Au Québec, comme c’est important le bulletin chiffré, il faut définir une note à partir de plusieurs évaluations. Même la spécialiste en éducation, Isabelle Nizet, a mentionné dans Le Devoir « qu’il y a trop d’examens au Québec ». Le fait d’exiger que les enfants scolarisés à domicile se présentent dans un établissement scolaire lors des épreuves ministérielles, implique bien plus que la simple présence d’une journée en classe. Par exemple, en 4e année du primaire et uniquement pour le français, mon enfant devra aller à l’école, à la fin du mois de mai et au début juin, pendant 5 jours pour des examens ministériels obligatoires. Pour la 6e année du primaire, mon enfant devra se présenter en janvier et en juin en additionnant autant de journées pour les mathématiques. Il est à noter que ce ne sont même pas des épreuves en vue de l’obtention du diplôme du secondaire. La surcharge des évaluations est évidente pour tous. Pourquoi les enfants fréquentant un établissement scolaire n’en font pas de cas? Au primaire, les évaluations du ministère sont présentées comme une journée ordinaire de classe. Les enfants font les examens dans leur classe, à leur pupitre, avec leur enseignant ou leur enseignante, en sachant bien où sont les affiches et les dictionnaires s’ils ont besoin d’aide. Comme il y a de nombreuses évaluations écrites au cours de l’année scolaire et que les épreuves obligatoires ministérielles ont lieu dans leur local habituel, c’est une journée normale d’école!

 

Les enfants scolarisés à la maison

Les enfants scolarisés à la maison vont devoir se conformer au règlement et se présenter aux journées prévues à l’horaire du ministère de l’Éducation pour les épreuves obligatoires. Plusieurs de ces enfants mettront les pieds dans un établissement scolaire pour la première fois de leur vie. Afin de comprendre leurs émotions, voici une analogie. Je vous offre un voyage exotique en Thaïlande, mais vous ne pouvez pas visiter le pays, car vous êtes autorisé seulement à vous rendre au bureau des douanes pour répondre à des questions. Qu’allez-vous en retirer de ce voyage? Est-ce que vous voudriez renouveler cette expérience? Les enfants éduqués à domicile découvriront un nouvel endroit, mais ne pourront pas socialiser ou apprécier leur moment d’exploration. Ils devront apprendre à se fondre dans la masse et à faire comme s’ils étaient habitués d’être dans cet environnement pour donner leur 100%.
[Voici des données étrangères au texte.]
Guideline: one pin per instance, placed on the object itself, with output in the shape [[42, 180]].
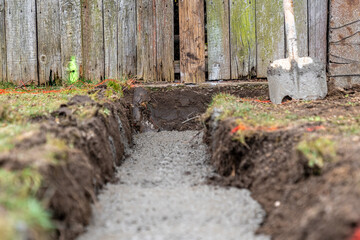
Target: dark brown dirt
[[73, 175], [180, 107], [299, 205]]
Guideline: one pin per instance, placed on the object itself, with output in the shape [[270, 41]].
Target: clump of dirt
[[180, 107], [300, 204], [76, 151]]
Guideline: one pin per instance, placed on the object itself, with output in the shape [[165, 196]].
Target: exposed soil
[[73, 175], [299, 204], [180, 107]]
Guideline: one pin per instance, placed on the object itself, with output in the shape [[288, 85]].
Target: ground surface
[[161, 195], [299, 159]]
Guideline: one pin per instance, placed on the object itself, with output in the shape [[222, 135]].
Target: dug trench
[[83, 144]]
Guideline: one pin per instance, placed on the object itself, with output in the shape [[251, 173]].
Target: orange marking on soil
[[242, 127], [316, 128], [71, 87], [356, 235]]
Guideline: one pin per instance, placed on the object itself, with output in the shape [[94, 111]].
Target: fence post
[[111, 38], [49, 43], [2, 42], [270, 34], [127, 38], [20, 21], [192, 41], [243, 38], [218, 39], [165, 40], [93, 39], [71, 42]]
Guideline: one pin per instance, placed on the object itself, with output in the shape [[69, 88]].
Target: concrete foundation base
[[302, 79]]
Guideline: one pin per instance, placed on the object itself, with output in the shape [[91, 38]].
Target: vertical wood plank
[[146, 40], [243, 38], [165, 40], [218, 39], [318, 27], [270, 34], [2, 42], [21, 41], [192, 41], [111, 38], [71, 44], [344, 38], [49, 40], [127, 38], [93, 39], [301, 21]]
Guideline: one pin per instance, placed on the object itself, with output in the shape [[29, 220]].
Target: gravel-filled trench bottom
[[161, 194]]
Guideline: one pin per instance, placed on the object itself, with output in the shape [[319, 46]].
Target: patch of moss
[[9, 134], [83, 112], [21, 107]]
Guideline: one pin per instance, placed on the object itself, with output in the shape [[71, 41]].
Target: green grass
[[20, 211]]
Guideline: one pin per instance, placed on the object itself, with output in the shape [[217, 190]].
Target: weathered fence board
[[127, 35], [344, 48], [318, 20], [111, 38], [71, 42], [243, 38], [2, 42], [165, 40], [301, 18], [218, 39], [192, 41], [270, 34], [49, 43], [21, 41], [146, 40], [93, 39]]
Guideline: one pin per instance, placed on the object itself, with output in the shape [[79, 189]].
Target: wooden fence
[[113, 38]]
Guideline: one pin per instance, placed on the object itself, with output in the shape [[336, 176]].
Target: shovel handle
[[290, 29]]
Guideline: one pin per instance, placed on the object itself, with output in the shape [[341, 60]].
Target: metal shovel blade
[[299, 78]]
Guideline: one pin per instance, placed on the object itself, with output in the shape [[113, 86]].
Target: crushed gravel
[[161, 195]]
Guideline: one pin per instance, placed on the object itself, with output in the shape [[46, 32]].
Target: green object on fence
[[73, 70]]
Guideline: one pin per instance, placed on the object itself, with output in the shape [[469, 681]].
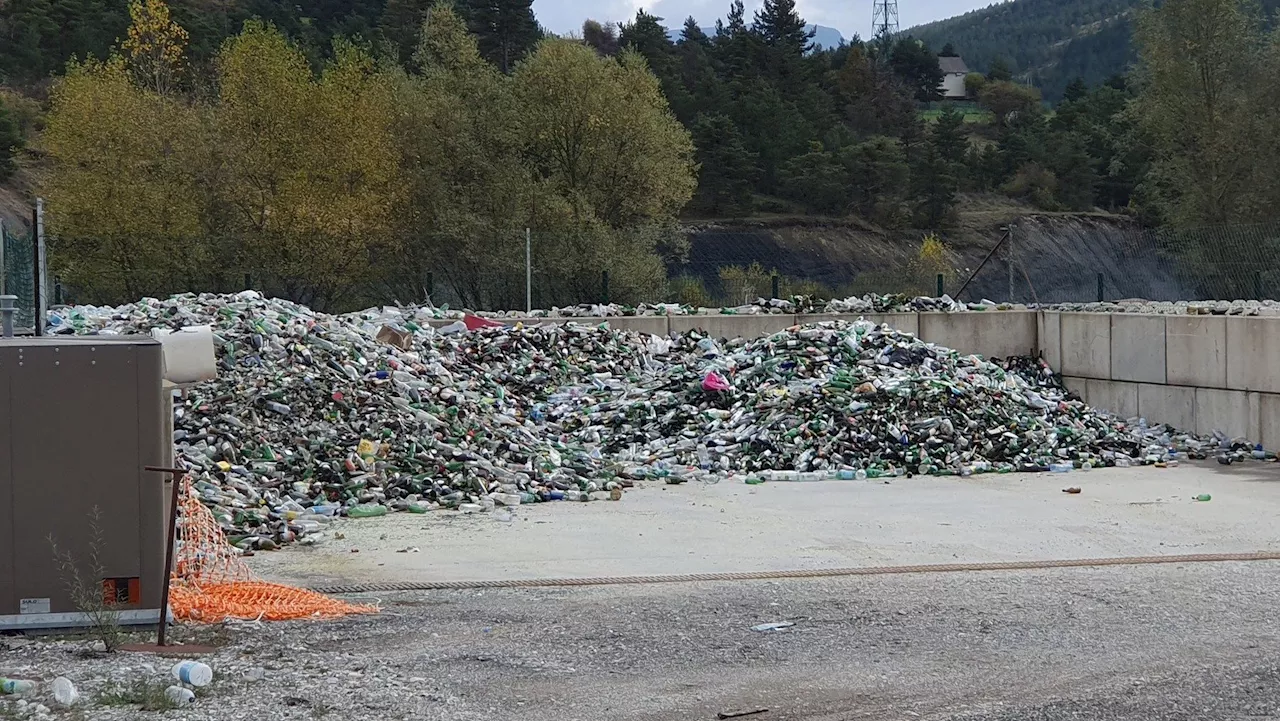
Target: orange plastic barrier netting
[[211, 583]]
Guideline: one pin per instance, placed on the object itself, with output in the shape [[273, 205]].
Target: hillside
[[823, 37], [1046, 42]]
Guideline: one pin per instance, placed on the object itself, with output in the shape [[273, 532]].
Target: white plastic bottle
[[193, 672]]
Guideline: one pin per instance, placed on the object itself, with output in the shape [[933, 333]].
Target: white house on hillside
[[952, 78]]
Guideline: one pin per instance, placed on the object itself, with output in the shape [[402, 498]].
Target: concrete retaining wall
[[1200, 373]]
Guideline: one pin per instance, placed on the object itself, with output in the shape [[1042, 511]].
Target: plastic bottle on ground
[[178, 696], [17, 687], [64, 692], [193, 672]]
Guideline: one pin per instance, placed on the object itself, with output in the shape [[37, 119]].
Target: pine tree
[[602, 37], [401, 24], [949, 137], [918, 67], [693, 32], [933, 188], [647, 36], [10, 142], [1000, 71], [780, 26], [1077, 90], [727, 170], [506, 30]]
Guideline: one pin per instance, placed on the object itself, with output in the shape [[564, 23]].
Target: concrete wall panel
[[1112, 396], [1086, 345], [1171, 405], [1252, 354], [987, 333], [732, 325], [1078, 386], [652, 324], [1233, 413], [1048, 332], [1196, 350], [1269, 421], [1138, 347]]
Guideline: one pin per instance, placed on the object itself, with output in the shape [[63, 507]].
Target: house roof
[[952, 65]]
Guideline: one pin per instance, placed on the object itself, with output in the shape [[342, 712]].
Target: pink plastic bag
[[474, 322], [714, 382]]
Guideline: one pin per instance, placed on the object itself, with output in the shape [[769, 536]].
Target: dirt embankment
[[1045, 258]]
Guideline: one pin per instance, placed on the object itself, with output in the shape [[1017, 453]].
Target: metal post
[[7, 309], [1009, 258], [176, 479], [4, 275], [35, 269], [41, 269]]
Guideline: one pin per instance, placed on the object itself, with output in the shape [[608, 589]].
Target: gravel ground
[[1138, 642]]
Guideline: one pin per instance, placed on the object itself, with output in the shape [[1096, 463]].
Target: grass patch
[[972, 117]]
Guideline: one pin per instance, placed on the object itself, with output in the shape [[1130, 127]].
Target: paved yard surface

Et quand est-il des parents de ces enfants? Croyez-le ou non, éduquer et travailler peuvent être fusionnés. Il y a des parents qui font l’éducation à domicile, tout en étant en télétravail. D’autres parents sont travailleurs autonomes, tout en faisant l’école à la maison. Adapter son horaire d’école-maison et de travail avec une journée d’évaluation, c'est possible. Cependant, gérer 5 ou 10 journées d’examens, ça commence à être une logistique complexe à mettre en œuvre. Sans compter que certains parents ont aussi plus d’un enfant scolarisé à la maison. Alors, je vais expliquer à mon enfant que son examen subjectif, pondéré et uniformisé sera plus qu’un simple examen. Je vais le motiver à participer au voyage en Thaïlande au bureau des douanes, plus d’une fois, parce que le ministère de l’Éducation a besoin de savoir ce qu’il vaut. Inconsciemment, le message qui est envoyé à mon enfant est le suivant: c’est important de se définir par la valeur d’une note. En aucun temps, on va lui souligner ses forces et ses points à travailler.

 

Ma vision de la situation en 3 points

Il est clair que, pour les enfants instruits en famille au Québec, les épreuves obligatoires du ministère de l'Éducation ne représenteront certainement pas leur « vraie » valeur en termes de note. Néanmoins, elles vont démontrer leur capacité d’adaptation, leur capacité à gérer leurs émotions et leur capacité à exécuter un travail dans des circonstances exceptionnelles.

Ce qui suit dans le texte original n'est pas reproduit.